It’s oh in Paradise that I fain would be,
Away from earth and weariness and all beside;
Earth is too full of loss with its dividing sea,
But Paradise upbuilds the bower for the bride.
Where flowers are yet in bud while the boughs are green,
I would get quit of earth and get robed for heaven;
Putting on my raiment white within the screen,
Putting on my crown of gold whose gems are seven
Fair is the fourfold river that maketh no moan,
Fair are the trees fruit-bearing of the wood,
Fair are the gold and bdellium and the onyx stone,
And I know the gold of that land is good.
O my love, my dove, lift up your eyes
Toward the eastern gate like an opening rose;
You and I who parted will meet in Paradise,
Pass within and sing when the gates unclose.
This life is but the passage of a day,
This life is but a pang and all is over;
But in the life to come which fades not away
Every love shall abide and every lover.
He who wore out pleasure and mastered all lore,
Solomon, wrote “Vanity of vanities:”
Down to death, of all that went before
In his mighty long life, the record is this.
With loves by the hundred, wealth beyond measure,
Is this he who wrote “Vanity of vanities”?
Yea, “Vanity of vanities” he saith of pleasure,
And of all he learned set his seal to this.
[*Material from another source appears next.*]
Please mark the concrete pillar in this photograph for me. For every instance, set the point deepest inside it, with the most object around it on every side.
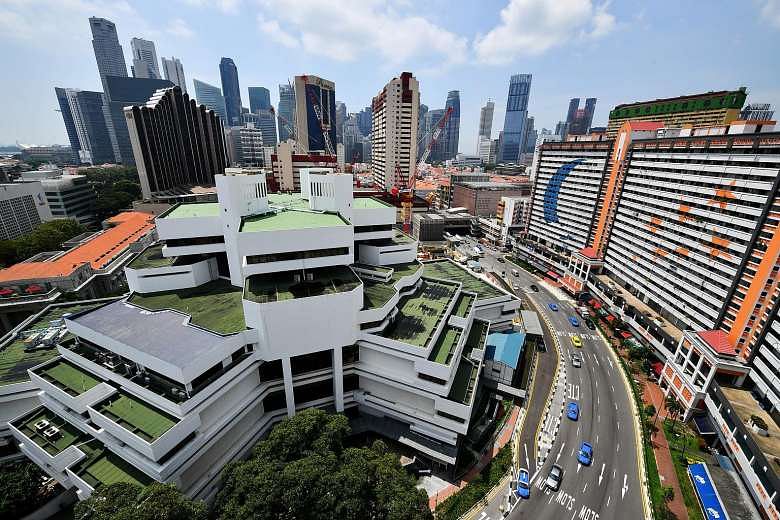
(289, 393)
(338, 379)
Yet we love and faint not, for our love is one,
And we hope and flag not, for our hope is sure,
Although there be nothing new beneath the sun
And no help for life and for death no cure.
The road to death is life, the gate of life is death,
We who wake shall sleep, we shall wax who wane;
Let us not vex our souls for stoppage of a breath,
The fall of a river that turneth not again.
Be the road short, and be the gate near,—
Shall a short road tire, a strait gate appall?
The loves that meet in Paradise shall cast out fear,
And Paradise hath room for you and me and all.